Getting Out
A research effort designed to improve emergency egress
NFPA Journal, March/April 2010
Emergency egress is a fundamental life-safety provision embedded in an array of NFPA codes and standards. Increasingly, the technical committees that develop these documents are broadening their focus in at least two ways: toward expanding the scope of their provisions to deal with emergencies beyond fire, and toward explicit consideration of egress for people with disabilities. Combining these issues presents some unique challenges, challenges that the Foundation has addressed in the past and that we hope to address in our research programs in the near future.
Communication is a key component in studying egress. Over the past several years, the Foundation, through funding from the Department of Homeland Security (DHS), has conducted a series of research studies at Victoria University in Australia. The studies are designed to optimize the home smoke alarm signal for high-risk groups, including the elderly, those with mild to moderate hearing impairments, and those under the influence of alcohol. Those studies have concluded that the optimum tone is a mixed T-3 signal that includes both high and low “pitches,” which is now referenced in NFPA 72®, National Fire Alarm and Signaling Code®.
The evolution of NFPA 72 has included a major initiative to further develop emergency communication protocols, expanding them beyond a fire alarm tone to include voice or text messages that can provide people with additional information. The work of the Technical Committee for Emergency Communications Systems has significantly revised the code and added a new Chapter 24 in the 2010 edition to address key questions: What are the right messages and delivery mechanisms for a given type of emergency? For a given stage in that emergency? For a given incident command strategy?
The Foundation has begun a project to assemble existing information that can be used to answer these questions and to refine performance criteria for the next edition of NFPA 72. We hope to link our efforts to those already underway at the DHS and at the Building and Fire Research Laboratory at the National Institute of Standards and Technology.
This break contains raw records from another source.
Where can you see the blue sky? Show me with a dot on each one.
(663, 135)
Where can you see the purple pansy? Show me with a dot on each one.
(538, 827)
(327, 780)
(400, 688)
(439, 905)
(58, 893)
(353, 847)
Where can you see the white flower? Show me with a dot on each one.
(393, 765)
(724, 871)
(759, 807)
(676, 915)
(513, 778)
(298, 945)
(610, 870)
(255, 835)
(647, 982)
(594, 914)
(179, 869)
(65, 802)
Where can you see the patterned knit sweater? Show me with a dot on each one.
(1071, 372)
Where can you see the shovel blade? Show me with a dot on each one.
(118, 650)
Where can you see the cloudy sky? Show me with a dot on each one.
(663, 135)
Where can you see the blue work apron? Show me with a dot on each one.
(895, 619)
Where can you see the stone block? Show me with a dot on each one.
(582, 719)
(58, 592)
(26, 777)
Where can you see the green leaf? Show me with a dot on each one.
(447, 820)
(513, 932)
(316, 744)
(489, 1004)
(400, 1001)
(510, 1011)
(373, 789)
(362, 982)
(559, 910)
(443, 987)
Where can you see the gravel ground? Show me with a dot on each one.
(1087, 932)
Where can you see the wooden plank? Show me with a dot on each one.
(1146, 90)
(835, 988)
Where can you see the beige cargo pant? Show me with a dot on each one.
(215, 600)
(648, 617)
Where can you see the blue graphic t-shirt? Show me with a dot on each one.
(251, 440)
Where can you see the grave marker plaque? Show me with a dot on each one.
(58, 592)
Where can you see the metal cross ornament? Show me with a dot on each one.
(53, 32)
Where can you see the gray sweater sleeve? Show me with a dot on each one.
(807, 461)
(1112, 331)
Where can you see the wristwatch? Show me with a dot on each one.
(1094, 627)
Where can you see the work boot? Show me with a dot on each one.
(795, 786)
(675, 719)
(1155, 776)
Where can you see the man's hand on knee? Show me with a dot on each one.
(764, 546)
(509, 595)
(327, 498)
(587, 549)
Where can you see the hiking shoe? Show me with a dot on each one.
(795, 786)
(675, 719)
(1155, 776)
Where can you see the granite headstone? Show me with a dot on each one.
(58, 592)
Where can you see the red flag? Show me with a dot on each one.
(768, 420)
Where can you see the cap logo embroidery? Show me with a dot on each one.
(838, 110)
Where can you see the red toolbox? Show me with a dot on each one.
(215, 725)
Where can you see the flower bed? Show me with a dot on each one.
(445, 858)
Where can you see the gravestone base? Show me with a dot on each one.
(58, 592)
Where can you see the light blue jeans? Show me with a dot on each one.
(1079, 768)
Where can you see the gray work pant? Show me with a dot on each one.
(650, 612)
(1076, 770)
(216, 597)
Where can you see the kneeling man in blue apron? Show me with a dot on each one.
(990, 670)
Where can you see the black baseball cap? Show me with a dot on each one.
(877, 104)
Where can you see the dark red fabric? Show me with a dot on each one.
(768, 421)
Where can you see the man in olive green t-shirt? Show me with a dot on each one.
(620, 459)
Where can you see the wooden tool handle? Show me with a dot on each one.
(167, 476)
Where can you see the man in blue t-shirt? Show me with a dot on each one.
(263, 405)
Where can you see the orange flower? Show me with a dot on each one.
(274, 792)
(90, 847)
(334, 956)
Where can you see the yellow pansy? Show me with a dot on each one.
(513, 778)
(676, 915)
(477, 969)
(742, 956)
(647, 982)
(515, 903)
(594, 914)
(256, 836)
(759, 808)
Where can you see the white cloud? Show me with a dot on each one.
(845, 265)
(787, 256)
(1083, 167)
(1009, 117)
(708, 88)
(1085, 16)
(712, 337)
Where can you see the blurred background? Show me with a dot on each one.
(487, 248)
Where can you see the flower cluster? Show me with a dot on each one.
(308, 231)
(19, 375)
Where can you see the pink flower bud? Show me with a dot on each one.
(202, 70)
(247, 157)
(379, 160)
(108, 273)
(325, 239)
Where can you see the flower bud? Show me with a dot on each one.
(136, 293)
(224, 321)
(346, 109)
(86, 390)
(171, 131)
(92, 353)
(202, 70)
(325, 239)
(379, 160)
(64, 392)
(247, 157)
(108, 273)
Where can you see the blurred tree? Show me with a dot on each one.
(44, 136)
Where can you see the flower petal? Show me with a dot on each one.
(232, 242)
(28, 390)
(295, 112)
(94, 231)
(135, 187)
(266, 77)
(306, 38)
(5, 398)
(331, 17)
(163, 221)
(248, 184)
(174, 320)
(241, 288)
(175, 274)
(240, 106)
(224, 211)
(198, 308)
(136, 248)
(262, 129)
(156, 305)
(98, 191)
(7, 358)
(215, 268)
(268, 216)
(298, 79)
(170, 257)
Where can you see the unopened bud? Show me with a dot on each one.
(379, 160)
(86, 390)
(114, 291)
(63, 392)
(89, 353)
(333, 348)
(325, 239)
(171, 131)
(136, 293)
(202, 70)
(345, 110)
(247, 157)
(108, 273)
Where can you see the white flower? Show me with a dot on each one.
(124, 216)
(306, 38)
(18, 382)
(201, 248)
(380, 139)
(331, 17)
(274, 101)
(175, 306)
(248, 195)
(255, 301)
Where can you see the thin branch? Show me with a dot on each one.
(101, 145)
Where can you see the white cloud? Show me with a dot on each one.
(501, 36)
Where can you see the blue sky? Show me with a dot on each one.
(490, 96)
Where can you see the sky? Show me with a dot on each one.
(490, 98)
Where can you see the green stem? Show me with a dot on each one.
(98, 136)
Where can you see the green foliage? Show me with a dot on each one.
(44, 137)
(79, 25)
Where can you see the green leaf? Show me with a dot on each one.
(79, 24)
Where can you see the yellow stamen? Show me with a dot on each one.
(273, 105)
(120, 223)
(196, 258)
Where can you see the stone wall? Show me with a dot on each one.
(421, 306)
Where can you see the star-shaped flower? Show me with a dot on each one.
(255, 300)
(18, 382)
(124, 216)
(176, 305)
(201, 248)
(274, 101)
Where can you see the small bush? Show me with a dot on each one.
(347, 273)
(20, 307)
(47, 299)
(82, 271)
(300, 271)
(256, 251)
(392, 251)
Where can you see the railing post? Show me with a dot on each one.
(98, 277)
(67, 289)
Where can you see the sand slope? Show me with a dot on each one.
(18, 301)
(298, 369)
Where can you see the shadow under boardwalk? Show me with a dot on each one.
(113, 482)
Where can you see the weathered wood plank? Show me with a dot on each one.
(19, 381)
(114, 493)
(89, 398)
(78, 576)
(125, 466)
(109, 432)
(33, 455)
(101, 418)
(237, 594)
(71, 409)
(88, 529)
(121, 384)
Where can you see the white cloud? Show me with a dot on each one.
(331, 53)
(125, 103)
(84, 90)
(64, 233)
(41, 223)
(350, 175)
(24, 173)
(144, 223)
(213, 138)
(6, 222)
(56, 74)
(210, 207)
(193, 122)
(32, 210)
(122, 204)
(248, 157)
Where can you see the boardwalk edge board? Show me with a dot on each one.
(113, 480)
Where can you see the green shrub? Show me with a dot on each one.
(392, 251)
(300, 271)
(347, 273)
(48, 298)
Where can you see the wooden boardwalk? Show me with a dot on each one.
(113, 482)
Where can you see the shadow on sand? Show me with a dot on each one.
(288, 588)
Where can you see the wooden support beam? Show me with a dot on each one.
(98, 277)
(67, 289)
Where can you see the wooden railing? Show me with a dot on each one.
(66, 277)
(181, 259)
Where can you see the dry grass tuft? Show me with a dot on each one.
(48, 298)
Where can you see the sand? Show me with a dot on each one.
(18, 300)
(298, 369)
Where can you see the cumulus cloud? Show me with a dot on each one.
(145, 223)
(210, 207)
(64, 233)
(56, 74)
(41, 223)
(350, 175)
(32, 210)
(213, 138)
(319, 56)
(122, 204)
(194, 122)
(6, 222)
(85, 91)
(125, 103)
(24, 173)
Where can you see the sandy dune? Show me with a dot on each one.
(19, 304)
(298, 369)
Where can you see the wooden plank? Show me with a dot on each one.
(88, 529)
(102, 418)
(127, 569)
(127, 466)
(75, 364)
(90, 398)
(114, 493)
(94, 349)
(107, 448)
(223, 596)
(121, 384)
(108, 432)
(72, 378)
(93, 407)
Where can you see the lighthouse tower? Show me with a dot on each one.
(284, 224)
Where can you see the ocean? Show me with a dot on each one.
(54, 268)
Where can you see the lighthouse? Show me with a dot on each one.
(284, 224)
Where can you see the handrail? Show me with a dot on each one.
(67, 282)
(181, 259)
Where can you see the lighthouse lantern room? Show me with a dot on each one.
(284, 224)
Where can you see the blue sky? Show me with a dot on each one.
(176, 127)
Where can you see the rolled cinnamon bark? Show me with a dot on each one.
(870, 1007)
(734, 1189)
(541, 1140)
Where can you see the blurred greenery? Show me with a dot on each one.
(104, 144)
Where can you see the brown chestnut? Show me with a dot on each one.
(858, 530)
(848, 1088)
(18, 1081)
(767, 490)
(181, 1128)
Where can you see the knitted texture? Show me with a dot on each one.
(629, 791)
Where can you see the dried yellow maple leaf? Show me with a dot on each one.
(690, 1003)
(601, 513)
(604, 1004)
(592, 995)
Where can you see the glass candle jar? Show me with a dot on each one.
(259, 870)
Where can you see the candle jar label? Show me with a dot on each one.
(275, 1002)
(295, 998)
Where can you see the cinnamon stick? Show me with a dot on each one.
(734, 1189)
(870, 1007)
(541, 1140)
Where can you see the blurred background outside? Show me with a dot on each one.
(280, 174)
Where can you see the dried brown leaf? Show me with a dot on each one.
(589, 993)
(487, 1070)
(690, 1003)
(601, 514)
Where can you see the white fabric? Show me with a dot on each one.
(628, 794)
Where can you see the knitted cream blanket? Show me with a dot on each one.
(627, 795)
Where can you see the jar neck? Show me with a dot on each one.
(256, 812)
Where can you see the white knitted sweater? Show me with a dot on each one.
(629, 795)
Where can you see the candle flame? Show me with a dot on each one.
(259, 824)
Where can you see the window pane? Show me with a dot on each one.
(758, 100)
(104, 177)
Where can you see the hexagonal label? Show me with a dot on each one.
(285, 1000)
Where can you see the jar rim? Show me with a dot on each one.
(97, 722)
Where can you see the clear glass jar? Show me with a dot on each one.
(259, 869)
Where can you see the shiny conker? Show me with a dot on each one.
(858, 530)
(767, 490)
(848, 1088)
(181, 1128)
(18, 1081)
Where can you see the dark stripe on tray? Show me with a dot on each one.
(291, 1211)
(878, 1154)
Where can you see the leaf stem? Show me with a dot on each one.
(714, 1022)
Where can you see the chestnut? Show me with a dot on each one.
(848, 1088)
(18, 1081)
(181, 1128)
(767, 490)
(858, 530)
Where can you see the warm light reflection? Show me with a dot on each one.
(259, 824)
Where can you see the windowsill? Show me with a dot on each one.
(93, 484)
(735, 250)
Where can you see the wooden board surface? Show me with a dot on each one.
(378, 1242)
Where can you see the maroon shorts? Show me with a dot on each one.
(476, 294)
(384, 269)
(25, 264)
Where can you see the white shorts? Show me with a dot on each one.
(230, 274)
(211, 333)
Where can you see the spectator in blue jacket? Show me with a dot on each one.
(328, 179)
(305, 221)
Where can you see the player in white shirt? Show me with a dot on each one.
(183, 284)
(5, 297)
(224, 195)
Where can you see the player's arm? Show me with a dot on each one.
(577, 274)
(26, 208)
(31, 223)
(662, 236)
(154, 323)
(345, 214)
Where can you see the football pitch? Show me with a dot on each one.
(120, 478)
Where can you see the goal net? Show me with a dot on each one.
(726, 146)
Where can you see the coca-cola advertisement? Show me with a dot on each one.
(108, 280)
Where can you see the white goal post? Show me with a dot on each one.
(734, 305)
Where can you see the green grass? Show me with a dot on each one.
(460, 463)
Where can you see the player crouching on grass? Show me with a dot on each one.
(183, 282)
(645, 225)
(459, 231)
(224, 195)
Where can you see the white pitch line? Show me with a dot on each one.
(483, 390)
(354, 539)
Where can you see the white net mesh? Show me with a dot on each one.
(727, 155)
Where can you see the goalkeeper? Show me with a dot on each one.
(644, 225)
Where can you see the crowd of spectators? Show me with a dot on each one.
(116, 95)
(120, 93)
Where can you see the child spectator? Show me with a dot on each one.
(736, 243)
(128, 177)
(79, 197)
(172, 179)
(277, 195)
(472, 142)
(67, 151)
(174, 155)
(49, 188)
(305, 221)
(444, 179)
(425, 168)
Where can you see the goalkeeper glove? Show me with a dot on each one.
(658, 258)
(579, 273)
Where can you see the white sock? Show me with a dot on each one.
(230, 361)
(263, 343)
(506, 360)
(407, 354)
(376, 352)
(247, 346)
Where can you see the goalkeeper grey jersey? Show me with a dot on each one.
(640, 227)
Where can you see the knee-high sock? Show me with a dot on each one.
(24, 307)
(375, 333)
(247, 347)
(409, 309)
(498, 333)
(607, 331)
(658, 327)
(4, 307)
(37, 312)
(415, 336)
Of course, communication is only one step in the egress process; safe evacuation is the eventual goal. The technical committees for NFPA 101®, Life Safety Code®, and NFPA 5000®, Building Construction and Safety Code®, are addressing the issue of high-rise egress through the expanded use of elevators for occupant evacuation. Through a task group with the American Society of Mechanical Engineers on the use of elevators for egress in emergencies and discussions about appropriate performance criteria for the various evacuation aids now on the market, many new concepts are emerging. The Foundation is collaborating with the University of Illinois at Chicago to develop a research program directed at stair descent devices, an important part of this issue. These chairs vary widely in design, and there is no quantified analysis of their performance. Testing methods and initial data are needed to help produce performance-based standards that can be referenced in NFPA codes and standards.
The research discipline that addresses these issues and others associated with the emergency evacuation of occupants from buildings is the study of human behavior in emergencies. The earliest studies in this field, over 40 years ago, explored behavioral response to fire cues.
Since then, the application of this research has found its way into codes and standards through provisions related to stairways and corridors, and into fire-safety engineering design methods through the integration of the concept of required egress time in determining protection requirements. We are just beginning to extend these studies to a more complex problem: the growing segment of our population with disabilities and age-related impairments. With these considerations in mind, I dedicate this column to the memory of a leader in the study of human behavior in fire, the late Dr. Guylène Proulx, senior researcher at the Institute for Research in Construction at the National Research Council of Canada and a longtime friend of NFPA.
Kathleen H. Almand, P.E. , FSFPE, is the executive director of the Fire Protection Research Foundation.